Through all of this, Whistler’s exhibition celebrates the feminine. A feat she accomplished by, as noted, removing her female characters from their original spaces. In their original environments, their space was inherently masculine – disguised as an ocean view or a lush garden – but meant for the male gaze and meant to restrict the movement and control the figures being represented. In relocating them, she transfers them to a no-place, an environment devoid of background or context, but one that is still not without its inherent dangers. The Siren, after all, still loses its wings.

The curatorial text for A Siren’s Kiss notes: “In a cultural climate where female sexuality and beauty is often constrained by political correctness, Deborah Whistler’s works burn through conventional ideals with all the fiery passion of the siren’s kiss.” It is difficult to reconcile this line in an exhibition about “burning through conventional ideals” when the figures recreated are all from representations of ideal beauty. And perhaps this is why it feels so difficult to get past the continued copies of these idealized masterworks and focus on the underlying theme of the exhibition.
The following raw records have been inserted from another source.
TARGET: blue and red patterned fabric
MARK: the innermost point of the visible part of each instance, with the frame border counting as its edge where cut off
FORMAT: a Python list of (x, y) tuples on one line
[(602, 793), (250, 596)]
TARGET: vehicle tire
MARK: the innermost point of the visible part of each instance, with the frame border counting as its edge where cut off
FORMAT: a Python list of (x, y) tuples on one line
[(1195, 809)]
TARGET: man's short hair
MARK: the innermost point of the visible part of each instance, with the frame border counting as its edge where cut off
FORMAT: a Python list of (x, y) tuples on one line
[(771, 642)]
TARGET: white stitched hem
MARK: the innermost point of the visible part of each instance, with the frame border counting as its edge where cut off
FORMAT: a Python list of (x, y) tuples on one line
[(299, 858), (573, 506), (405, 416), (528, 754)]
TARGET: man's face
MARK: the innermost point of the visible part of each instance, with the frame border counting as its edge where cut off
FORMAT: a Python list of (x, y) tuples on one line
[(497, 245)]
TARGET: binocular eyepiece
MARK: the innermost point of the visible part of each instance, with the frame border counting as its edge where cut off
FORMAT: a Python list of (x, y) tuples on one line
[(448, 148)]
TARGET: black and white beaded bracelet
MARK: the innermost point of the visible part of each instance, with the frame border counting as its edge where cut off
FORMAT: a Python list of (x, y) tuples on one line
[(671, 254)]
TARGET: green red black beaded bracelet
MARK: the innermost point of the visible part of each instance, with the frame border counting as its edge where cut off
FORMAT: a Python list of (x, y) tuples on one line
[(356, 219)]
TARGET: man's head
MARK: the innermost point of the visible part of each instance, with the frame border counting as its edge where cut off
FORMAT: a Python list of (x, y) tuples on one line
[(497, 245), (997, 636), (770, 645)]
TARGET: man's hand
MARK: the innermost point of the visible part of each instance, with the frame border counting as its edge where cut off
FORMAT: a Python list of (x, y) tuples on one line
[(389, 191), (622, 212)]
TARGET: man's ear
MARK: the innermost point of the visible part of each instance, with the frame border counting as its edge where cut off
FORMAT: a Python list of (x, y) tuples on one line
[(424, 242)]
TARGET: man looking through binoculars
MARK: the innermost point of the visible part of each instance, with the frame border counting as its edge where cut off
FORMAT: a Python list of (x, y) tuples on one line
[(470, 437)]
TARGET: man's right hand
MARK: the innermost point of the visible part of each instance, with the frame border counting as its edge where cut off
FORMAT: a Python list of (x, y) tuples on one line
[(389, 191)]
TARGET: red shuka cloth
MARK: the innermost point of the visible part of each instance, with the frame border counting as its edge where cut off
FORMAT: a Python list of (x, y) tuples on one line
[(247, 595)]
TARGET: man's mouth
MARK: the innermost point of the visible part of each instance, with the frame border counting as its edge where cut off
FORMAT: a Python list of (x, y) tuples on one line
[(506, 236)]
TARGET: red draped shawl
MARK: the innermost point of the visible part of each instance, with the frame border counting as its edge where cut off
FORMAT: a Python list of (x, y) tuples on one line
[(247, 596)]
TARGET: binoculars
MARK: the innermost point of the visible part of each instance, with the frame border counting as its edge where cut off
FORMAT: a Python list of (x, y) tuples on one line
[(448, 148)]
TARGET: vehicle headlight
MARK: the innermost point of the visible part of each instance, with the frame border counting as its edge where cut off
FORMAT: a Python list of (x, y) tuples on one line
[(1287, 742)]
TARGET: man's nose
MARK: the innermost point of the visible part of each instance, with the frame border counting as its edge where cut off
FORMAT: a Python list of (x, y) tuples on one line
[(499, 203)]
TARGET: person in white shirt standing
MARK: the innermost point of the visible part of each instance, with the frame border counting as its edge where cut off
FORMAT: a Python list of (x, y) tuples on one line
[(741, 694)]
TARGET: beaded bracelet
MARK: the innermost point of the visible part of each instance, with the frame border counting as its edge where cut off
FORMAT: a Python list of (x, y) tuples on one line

While Whistler’s goal was to celebrate female empowerment and sexuality, one cannot help feel that it falls short by constraining that female empowerment and sexuality around idealizations of beauty. In fact, repeatedly using the figure of Venus feels more like it is reinforcing that traditional female tropes – beauty, fertility, love – are inherently fragile, and that only those who fit into these idealized forms are worth empowering. While it is noteworthy to create a body of work that seeks to celebrate female sexuality, by holding on to these original idealizations, even after relocating the figures she maintains the point of their original creation – to serve as ideals for the male gaze.

Deborah Whistler’s “A Siren’s Kiss” is on view at Moremen Gallery in Louisville, Kentucky, through July 17, 2021.